Silence in music is not really silent. Research by a University of Arkansas music theorist, Elizabeth Hellmuth Margulis, reveals how context affects listeners’ experience of silence in music.
“The same acoustic silence, embedded in two different excerpts, can be perceived dramatically differently,” Margulis wrote in an article in Music Perception that explores the transformation from acoustic silence to perceived silence.
Silence offers “an opportunity to study the active participatory nature of musical engagement,” Margulis wrote. There has been little experimental study of musical silence up to now.

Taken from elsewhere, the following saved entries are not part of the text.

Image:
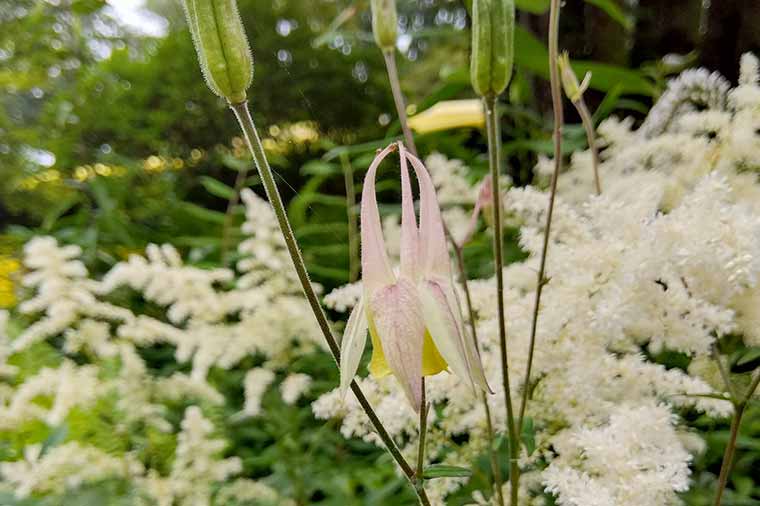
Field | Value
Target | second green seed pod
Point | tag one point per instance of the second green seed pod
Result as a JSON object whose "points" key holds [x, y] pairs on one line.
{"points": [[493, 40]]}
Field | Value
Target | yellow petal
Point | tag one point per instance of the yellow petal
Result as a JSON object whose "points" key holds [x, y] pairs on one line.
{"points": [[378, 366], [432, 361], [449, 114]]}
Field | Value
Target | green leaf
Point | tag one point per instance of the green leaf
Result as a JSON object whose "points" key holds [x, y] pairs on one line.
{"points": [[202, 213], [319, 168], [531, 54], [614, 11], [533, 6], [443, 471], [55, 438], [217, 188], [750, 355]]}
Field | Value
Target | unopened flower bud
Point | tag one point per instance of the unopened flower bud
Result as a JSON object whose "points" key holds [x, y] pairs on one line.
{"points": [[222, 47], [493, 40], [573, 90], [384, 22]]}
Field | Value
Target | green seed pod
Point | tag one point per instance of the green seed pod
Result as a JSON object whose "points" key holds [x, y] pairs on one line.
{"points": [[222, 47], [384, 22], [493, 41]]}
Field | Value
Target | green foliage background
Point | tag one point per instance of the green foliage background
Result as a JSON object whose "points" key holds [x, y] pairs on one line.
{"points": [[110, 139]]}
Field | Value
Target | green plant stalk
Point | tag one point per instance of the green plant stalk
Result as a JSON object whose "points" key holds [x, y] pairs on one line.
{"points": [[558, 121], [492, 128], [248, 127], [240, 180], [398, 98], [588, 126], [728, 456], [495, 467], [353, 243]]}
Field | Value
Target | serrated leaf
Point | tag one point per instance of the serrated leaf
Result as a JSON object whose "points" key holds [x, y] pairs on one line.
{"points": [[613, 10], [444, 471], [752, 354]]}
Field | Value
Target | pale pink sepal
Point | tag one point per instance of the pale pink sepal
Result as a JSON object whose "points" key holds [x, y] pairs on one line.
{"points": [[376, 269], [352, 345], [436, 288], [397, 315], [409, 251]]}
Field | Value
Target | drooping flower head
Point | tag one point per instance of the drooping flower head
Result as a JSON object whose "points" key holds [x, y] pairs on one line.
{"points": [[412, 315]]}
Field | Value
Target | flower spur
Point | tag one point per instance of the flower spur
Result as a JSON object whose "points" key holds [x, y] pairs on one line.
{"points": [[412, 316]]}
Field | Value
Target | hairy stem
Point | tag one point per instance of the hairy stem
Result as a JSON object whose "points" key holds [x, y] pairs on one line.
{"points": [[493, 457], [494, 142], [558, 121], [588, 125], [353, 243], [231, 205], [398, 98], [265, 172], [728, 456]]}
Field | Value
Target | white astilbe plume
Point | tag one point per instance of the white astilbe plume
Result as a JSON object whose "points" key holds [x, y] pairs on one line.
{"points": [[634, 458], [66, 387], [667, 258], [63, 468], [694, 87]]}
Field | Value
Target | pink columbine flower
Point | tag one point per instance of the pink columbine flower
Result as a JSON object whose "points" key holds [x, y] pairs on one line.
{"points": [[413, 315]]}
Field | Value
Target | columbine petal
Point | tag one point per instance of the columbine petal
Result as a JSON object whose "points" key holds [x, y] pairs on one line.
{"points": [[376, 270], [396, 315], [434, 255], [409, 233], [352, 346]]}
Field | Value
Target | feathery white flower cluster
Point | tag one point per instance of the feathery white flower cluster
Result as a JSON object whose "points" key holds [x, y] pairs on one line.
{"points": [[213, 318], [667, 258]]}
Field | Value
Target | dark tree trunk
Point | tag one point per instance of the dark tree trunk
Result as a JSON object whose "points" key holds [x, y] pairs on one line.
{"points": [[667, 26], [731, 29]]}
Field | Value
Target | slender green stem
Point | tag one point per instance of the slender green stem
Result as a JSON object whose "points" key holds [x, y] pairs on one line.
{"points": [[398, 98], [724, 374], [728, 456], [495, 467], [421, 443], [558, 121], [265, 172], [353, 243], [588, 125], [494, 144], [231, 205]]}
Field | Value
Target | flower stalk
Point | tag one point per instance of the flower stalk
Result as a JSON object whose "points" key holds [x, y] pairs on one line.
{"points": [[398, 98], [492, 455], [253, 142], [740, 405], [554, 79], [574, 92], [494, 142]]}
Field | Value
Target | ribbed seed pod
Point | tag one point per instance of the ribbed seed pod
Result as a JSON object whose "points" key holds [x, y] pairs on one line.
{"points": [[384, 23], [493, 40], [222, 47]]}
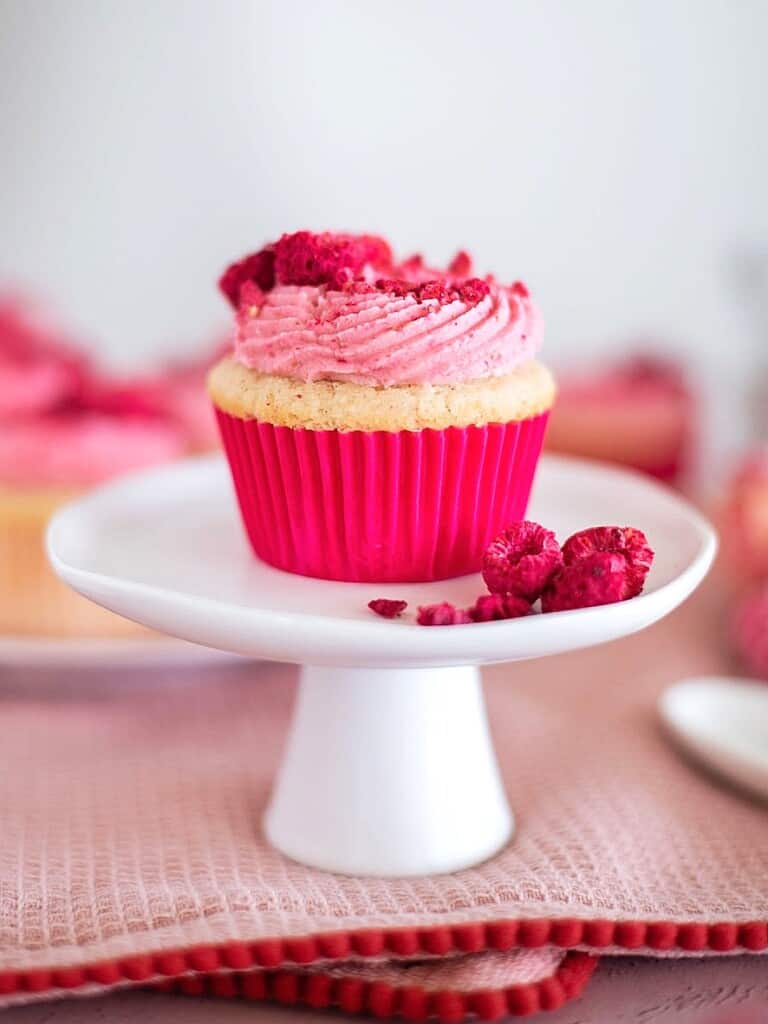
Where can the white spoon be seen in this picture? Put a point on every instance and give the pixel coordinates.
(723, 723)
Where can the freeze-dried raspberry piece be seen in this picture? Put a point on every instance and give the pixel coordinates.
(596, 579)
(441, 614)
(461, 264)
(750, 633)
(521, 560)
(387, 608)
(304, 258)
(488, 607)
(626, 541)
(257, 268)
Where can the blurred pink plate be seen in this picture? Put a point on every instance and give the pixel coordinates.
(37, 652)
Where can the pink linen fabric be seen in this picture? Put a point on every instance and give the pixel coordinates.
(130, 816)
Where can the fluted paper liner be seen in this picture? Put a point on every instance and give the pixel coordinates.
(380, 506)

“Silent periods could provide a unique chance to study the way that past musical events shape expectations about future ones, and the way that underacknowledged, often taken for granted musical elements (such as rests) are actually suffused with the full extent of ‘musical’ listening,” she wrote.
Silence in music communicates in a similar manner to silence in speaking, Margulis said. Sometimes the duration of the pause indicates the importance of the segment. In written language, a pause at the end of a paragraph is longer than the pause at the end of a sentence. Pauses in language are also used for expressive effect, Margulis explained:
“For example, I could say ‘You know what happened?’ Pause. ‘He called her.’ And that pause in the right context is really tense, and you get everyone leaning forward. Music can do something similar.”
When a listener encounters silence in a musical work, Margulis wrote, “Impressions of the music that preceded the silence seep into the gap, as do expectations about what may follow.”
Listeners’ impressions and expectations can have a powerful effect on how they hear a silence, to the extent that identical acoustical silences may come to “sound” quite different. For example, Margulis found that musical context can cause two silences of the same duration “to seem like they occupy different lengths of time or carry different amounts of musical tension.”
Margulis’ research involved two experiments, one using musical excerpts from commercially available recordings. The second experiment used simpler musical excerpts produced specifically for the study with carefully measured and controlled silences.
Participants without musical training were selected for both experiments, so that their responses would reflect reactions to the music they were hearing rather than assessments based on formal musical training. They proved to be “highly sensitive” to the subtleties of silence in its musical context.
“I’m interested in showing how listeners without any special training know more than they think they know,” Margulis said, “You don’t need courses and lectures to understand music; it’s meant to naturally speak to you.”
Margulis is an assistant professor of music in the J. William Fulbright College of Arts and Sciences at the University of Arkansas. Her article “Silences in Music Are Musical Not Silent: An Exploratory Study of Context Effects on the Experience of Musical Pauses” appears in the June 2007 issue of Music Perception.